The hordes of awestruck visitors who admired the scenery at the 1905 Lewis and Clark Exposition would have been shocked if they'd known the beautiful little lake would be gone in 20 years—filled in for industrial lands. Not a trace remains.
Finn J.D. John—October 21, 2012
Guild's Lake was a flood-prone lowland near the confluence of Balch Creek and the Willamette River. Today, the curve of St. Helens Road skirts the edge of a shoreline that no longer exists.
The lake took its name from Peter Guild, an early 19th-century settler who owned nearly 600 acres. After his death in 1870, landowners modified the area to accommodate sawmills, railroads, shipping docks, and Portland's city garbage incinerator. Channel-deepening in the Willamette River improved the city's status as a deep-water seaport, as did completion in 1914 of a port terminal which helped make nearby Guild's Lake the most important industrial area in Portland.
In 1905, the Lewis and Clark Centennial Exposition was held on an artificial island in Guild's Lake.
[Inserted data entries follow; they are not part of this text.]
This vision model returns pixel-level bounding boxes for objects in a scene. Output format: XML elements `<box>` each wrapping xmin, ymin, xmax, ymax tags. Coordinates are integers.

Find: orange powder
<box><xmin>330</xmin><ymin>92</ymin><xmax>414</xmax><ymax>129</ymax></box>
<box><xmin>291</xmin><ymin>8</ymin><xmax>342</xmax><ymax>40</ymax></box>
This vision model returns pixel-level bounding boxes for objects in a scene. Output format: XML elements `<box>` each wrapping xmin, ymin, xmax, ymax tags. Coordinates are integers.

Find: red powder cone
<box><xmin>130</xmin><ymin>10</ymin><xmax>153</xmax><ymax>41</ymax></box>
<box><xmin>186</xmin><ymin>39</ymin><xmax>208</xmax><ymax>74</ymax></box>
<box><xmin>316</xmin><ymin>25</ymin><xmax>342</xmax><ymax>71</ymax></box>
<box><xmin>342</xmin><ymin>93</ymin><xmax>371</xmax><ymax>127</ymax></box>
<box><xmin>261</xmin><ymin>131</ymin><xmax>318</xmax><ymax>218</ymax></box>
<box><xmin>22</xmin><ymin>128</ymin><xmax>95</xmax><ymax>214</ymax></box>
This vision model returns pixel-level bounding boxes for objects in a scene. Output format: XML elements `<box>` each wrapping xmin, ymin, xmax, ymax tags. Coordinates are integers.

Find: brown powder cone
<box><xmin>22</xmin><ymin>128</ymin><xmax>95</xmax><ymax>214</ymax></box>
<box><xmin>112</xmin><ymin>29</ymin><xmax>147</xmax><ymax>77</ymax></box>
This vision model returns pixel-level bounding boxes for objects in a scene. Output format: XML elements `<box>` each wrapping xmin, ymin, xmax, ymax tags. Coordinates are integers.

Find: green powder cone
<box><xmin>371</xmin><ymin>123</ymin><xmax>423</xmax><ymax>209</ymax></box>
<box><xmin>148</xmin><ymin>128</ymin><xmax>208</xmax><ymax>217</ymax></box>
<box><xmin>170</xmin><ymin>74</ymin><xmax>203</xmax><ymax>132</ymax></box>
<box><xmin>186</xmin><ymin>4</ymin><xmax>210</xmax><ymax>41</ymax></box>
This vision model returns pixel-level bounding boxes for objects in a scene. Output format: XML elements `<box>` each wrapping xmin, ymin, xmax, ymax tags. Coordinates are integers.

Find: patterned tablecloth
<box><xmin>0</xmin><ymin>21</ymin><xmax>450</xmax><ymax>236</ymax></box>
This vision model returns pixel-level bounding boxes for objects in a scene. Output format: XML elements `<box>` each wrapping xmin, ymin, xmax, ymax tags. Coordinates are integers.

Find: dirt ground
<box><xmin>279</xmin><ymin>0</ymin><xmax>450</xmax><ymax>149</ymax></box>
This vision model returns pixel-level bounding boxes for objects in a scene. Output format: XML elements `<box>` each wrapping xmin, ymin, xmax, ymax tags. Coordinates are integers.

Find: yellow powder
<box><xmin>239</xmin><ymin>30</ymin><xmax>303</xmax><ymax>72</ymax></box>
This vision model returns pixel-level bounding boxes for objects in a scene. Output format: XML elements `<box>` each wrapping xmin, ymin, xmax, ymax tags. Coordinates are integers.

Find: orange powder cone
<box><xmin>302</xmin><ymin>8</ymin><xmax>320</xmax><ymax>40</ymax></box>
After the exposition ended, developers filled the lake and its surrounds with rocks and gravel from the Balch Creek watershed above the floodplain. The Guild's Lake area was promoted as a good place for industry, and by the mid-1920s the lake had turned into "a drying and settling mud flat ... awaiting development.
During WWII, the Guild's Lake Housing Project provided temporary housing for workers in the nearby shipyards. Then, after the war, chemical and petroleum processing and storage, metals manufacturing, and other large industries expanded in the area. In 2001, the Portland City Council adopted the Guild's Lake Industrial Sanctuary Plan aimed at protecting the area's "long-term economic viability as an industrial district."